What does not work for hair loss? Separating evidence from marketing
The hair loss supplement market is large and largely unsupported by clinical evidence. Biotin supplementation improves hair in patients with biotin deficiency — but biotin deficiency is rare, and most adults who take biotin supplements are not deficient. Caffeine shampoos, collagen supplements, and DHT-blocking shampoos lack the randomized trial evidence base that finasteride and minoxidil have. They are not harmful, but they should not be expected to meaningfully arrest androgenetic alopecia.
Platelet-rich plasma (PRP) injection is an emerging option with growing evidence, but it requires in-office procedures and is not a substitute for medical therapy.
Hair transplant surgery is a definitive option for patients who want to restore coverage in areas of complete loss, but it does not stop ongoing hair loss in remaining follicles — medical therapy is still needed alongside surgical restoration.
Frequently asked questions
What is the most recommended hair loss treatment for men?
Finasteride and minoxidil are the two FDA-approved medications most consistently recommended by clinicians for androgenetic alopecia (male-pattern hair loss). Finasteride targets the hormonal driver of follicle miniaturization; minoxidil supports blood flow and the follicular growth cycle. Most evidence supports the combination as more effective than either alone.

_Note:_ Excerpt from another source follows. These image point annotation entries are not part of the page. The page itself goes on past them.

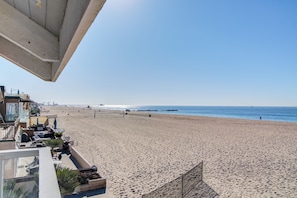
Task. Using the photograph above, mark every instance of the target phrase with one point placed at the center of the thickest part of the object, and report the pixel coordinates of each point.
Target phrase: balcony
(16, 175)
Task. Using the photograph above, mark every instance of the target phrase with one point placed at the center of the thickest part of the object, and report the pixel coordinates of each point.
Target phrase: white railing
(48, 184)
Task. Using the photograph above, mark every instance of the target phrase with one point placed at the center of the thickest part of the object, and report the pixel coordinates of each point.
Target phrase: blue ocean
(284, 114)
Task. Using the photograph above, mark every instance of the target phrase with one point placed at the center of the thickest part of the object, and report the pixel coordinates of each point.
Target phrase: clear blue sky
(172, 52)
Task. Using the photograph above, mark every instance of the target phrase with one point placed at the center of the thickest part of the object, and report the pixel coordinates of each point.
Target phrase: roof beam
(25, 60)
(78, 18)
(31, 37)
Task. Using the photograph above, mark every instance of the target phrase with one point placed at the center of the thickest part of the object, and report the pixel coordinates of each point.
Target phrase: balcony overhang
(41, 36)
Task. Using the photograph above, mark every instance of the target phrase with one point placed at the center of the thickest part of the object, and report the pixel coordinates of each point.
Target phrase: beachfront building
(40, 37)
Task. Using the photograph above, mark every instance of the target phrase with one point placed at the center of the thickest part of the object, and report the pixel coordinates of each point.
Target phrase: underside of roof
(40, 36)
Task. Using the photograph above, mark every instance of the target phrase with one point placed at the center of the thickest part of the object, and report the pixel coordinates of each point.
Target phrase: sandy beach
(138, 153)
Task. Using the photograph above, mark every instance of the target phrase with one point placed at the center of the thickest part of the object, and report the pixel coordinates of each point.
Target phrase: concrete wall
(7, 145)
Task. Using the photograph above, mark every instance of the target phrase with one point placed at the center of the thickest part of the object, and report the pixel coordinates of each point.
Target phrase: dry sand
(138, 153)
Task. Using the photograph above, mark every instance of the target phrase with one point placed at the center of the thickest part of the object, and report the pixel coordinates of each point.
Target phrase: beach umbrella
(55, 123)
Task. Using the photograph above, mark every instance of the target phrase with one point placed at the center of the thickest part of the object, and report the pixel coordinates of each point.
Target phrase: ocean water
(284, 114)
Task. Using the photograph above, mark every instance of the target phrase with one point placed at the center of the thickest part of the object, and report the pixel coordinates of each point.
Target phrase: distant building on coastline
(40, 37)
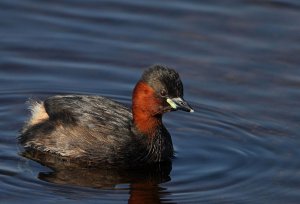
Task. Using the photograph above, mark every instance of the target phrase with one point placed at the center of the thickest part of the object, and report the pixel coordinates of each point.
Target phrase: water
(239, 62)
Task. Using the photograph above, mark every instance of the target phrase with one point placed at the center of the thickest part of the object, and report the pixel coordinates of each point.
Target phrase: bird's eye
(163, 92)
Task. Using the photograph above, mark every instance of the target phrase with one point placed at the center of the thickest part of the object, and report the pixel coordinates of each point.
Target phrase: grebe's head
(160, 90)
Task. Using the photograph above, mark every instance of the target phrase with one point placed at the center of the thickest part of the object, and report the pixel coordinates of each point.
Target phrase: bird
(94, 130)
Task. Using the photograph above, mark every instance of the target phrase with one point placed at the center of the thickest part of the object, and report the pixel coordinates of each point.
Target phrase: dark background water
(239, 62)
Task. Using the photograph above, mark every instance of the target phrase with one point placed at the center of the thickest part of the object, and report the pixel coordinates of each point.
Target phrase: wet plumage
(95, 130)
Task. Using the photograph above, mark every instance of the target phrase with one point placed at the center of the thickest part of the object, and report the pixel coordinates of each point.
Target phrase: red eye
(163, 92)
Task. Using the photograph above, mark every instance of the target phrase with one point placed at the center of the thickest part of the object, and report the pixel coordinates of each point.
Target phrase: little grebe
(96, 130)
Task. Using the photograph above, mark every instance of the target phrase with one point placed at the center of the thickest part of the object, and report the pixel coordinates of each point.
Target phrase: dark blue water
(239, 62)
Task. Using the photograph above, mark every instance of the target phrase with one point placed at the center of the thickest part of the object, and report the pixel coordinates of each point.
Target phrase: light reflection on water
(239, 65)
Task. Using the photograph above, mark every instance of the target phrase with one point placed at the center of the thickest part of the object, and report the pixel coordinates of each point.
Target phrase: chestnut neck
(145, 109)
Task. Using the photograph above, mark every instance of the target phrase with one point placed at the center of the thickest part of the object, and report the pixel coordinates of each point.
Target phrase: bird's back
(88, 128)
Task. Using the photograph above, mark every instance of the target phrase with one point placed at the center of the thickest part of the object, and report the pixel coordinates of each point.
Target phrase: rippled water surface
(239, 62)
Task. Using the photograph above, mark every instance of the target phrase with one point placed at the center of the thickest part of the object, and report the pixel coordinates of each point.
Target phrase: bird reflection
(143, 181)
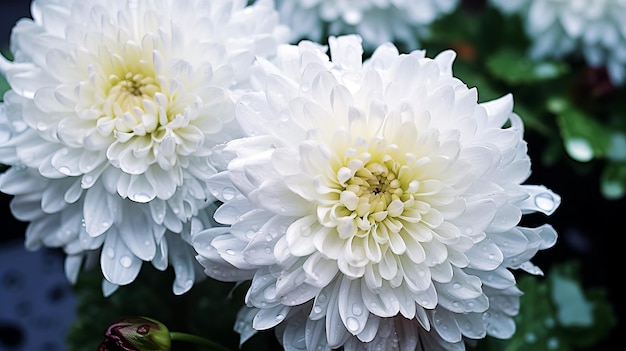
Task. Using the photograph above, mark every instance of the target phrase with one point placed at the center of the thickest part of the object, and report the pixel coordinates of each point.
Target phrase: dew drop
(321, 298)
(42, 126)
(352, 324)
(65, 170)
(305, 231)
(125, 261)
(579, 149)
(357, 310)
(5, 133)
(229, 193)
(545, 202)
(270, 292)
(140, 197)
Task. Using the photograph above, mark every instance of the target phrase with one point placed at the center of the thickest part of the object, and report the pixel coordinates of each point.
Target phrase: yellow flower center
(129, 90)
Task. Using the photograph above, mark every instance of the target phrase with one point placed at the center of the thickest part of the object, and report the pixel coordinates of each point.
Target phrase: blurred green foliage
(557, 314)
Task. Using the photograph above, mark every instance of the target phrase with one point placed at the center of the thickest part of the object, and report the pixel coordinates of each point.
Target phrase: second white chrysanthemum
(374, 203)
(112, 114)
(594, 29)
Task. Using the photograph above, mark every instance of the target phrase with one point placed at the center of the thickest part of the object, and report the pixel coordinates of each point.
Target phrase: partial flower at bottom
(113, 110)
(374, 203)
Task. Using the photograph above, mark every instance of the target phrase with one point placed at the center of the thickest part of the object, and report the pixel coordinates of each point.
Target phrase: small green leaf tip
(136, 334)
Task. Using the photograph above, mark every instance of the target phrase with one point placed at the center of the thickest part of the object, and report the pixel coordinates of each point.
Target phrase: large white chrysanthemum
(376, 21)
(596, 29)
(374, 203)
(113, 110)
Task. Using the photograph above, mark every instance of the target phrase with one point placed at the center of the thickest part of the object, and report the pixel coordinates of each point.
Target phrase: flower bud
(136, 334)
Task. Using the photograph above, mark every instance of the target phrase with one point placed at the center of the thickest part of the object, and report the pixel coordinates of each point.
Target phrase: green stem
(176, 336)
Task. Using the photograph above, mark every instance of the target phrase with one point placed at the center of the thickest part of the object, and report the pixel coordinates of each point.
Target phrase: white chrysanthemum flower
(374, 202)
(557, 28)
(376, 21)
(113, 110)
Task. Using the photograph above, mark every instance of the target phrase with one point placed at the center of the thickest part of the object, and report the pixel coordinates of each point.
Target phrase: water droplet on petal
(545, 202)
(5, 133)
(357, 309)
(305, 231)
(125, 261)
(42, 126)
(65, 170)
(229, 193)
(352, 324)
(321, 297)
(140, 197)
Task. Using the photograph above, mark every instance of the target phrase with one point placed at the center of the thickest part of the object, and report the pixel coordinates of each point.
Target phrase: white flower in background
(377, 21)
(557, 28)
(113, 110)
(374, 203)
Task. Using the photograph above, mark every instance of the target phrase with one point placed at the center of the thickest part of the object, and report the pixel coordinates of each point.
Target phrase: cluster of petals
(596, 30)
(376, 21)
(108, 127)
(373, 203)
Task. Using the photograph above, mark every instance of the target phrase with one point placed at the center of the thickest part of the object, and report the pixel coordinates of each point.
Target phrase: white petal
(119, 265)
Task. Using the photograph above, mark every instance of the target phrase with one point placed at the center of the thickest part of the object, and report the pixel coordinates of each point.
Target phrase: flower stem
(176, 336)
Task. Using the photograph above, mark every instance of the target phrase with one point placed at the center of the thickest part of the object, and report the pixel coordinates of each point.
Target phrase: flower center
(129, 91)
(372, 188)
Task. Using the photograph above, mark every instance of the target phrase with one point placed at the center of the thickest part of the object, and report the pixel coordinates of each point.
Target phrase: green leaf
(613, 180)
(514, 67)
(572, 308)
(584, 137)
(557, 314)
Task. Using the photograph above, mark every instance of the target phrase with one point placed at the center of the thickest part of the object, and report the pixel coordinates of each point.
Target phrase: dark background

How does finasteride work for hair loss?
Finasteride inhibits 5-alpha reductase type II, the enzyme that converts testosterone to dihydrotestosterone (DHT). DHT is the androgen primarily responsible for follicle miniaturization in androgenetic alopecia. By reducing scalp DHT levels by approximately 60 to 70 percent, finasteride slows and often stops further hair loss, and allows some regrowth in responsive follicles.

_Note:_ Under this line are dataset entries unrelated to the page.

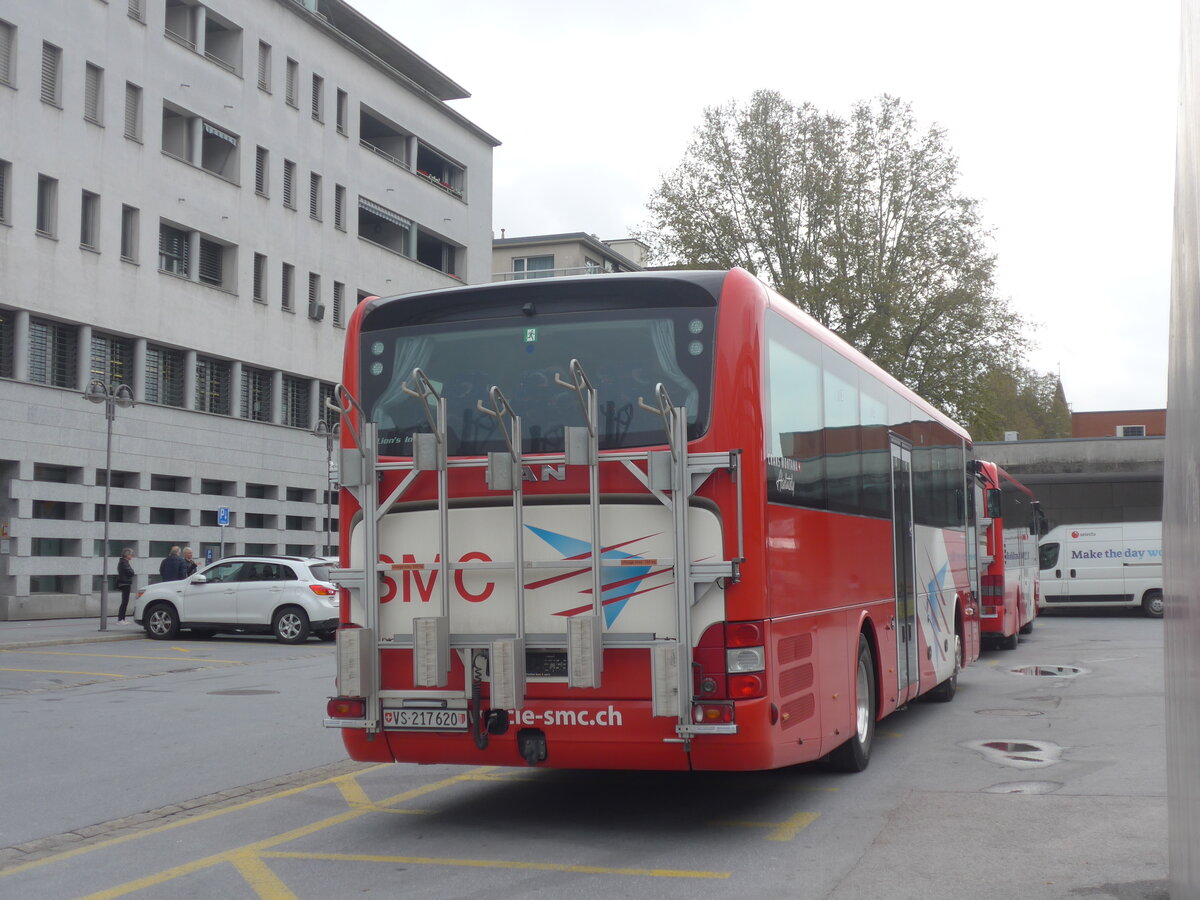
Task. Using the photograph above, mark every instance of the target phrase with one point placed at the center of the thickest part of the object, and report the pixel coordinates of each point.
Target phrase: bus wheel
(946, 690)
(856, 753)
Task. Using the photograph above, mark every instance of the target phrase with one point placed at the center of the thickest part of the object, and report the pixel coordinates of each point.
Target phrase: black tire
(946, 690)
(161, 622)
(856, 753)
(291, 625)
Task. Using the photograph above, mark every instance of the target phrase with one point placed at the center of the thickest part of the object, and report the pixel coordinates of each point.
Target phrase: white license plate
(425, 719)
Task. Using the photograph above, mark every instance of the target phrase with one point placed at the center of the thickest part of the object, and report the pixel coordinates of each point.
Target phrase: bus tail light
(347, 708)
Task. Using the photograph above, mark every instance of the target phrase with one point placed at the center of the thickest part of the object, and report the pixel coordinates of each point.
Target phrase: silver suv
(288, 597)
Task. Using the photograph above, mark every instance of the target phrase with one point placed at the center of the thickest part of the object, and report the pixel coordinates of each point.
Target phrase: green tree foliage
(861, 223)
(1020, 400)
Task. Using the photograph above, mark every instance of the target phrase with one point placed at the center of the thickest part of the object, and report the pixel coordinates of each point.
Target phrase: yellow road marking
(779, 831)
(177, 823)
(257, 847)
(63, 671)
(259, 876)
(498, 864)
(112, 655)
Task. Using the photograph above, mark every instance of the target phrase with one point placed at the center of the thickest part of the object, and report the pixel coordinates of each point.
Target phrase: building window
(339, 303)
(211, 269)
(132, 112)
(7, 325)
(294, 402)
(342, 111)
(318, 99)
(52, 353)
(264, 66)
(89, 221)
(316, 309)
(173, 251)
(315, 196)
(293, 76)
(165, 376)
(289, 178)
(112, 359)
(47, 205)
(7, 42)
(532, 268)
(256, 394)
(340, 208)
(52, 75)
(94, 94)
(5, 180)
(213, 385)
(287, 286)
(129, 234)
(262, 168)
(261, 277)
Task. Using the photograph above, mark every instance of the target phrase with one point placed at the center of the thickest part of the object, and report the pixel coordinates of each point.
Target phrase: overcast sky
(1061, 113)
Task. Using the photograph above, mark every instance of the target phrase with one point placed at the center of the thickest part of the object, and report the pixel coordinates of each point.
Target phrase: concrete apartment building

How does minoxidil work for hair loss?
Minoxidil is a vasodilator that, when applied topically or taken orally at low dose, extends the anagen (growth) phase of the hair cycle and shortens the telogen (resting/shedding) phase. It increases blood flow and nutrient delivery to hair follicles. It does not address the DHT-driven hormonal mechanism — which is why it is often used in combination with finasteride.
Can women use finasteride for hair loss?
Finasteride is FDA-approved only for men. It is contraindicated in women who are pregnant or may become pregnant due to the risk of fetal harm (specifically, feminization of a male fetus). Some clinicians prescribe it off-label in postmenopausal women, but this requires individual evaluation. Minoxidil is FDA-approved for women at 2% concentration.
How long does it take to see results from hair loss treatment?
Most patients should not expect visible results in the first 3 months. Hair cycles operate on timescales of months. At 6 months, many patients see stabilization of shedding; at 12 months, regrowth may become apparent in responsive follicles. Patience and consistency are required — stopping treatment typically reverses gains.
Can I get hair loss treatment online without an in-person visit?
Yes. Clinician-supervised hair loss treatment is available via telehealth in most US states. A clinician reviews your intake, health history, and any contraindications before prescribing. For finasteride, this typically includes a brief medical history review. Labs may be recommended if there is any concern about hormonal or thyroid causes of hair loss.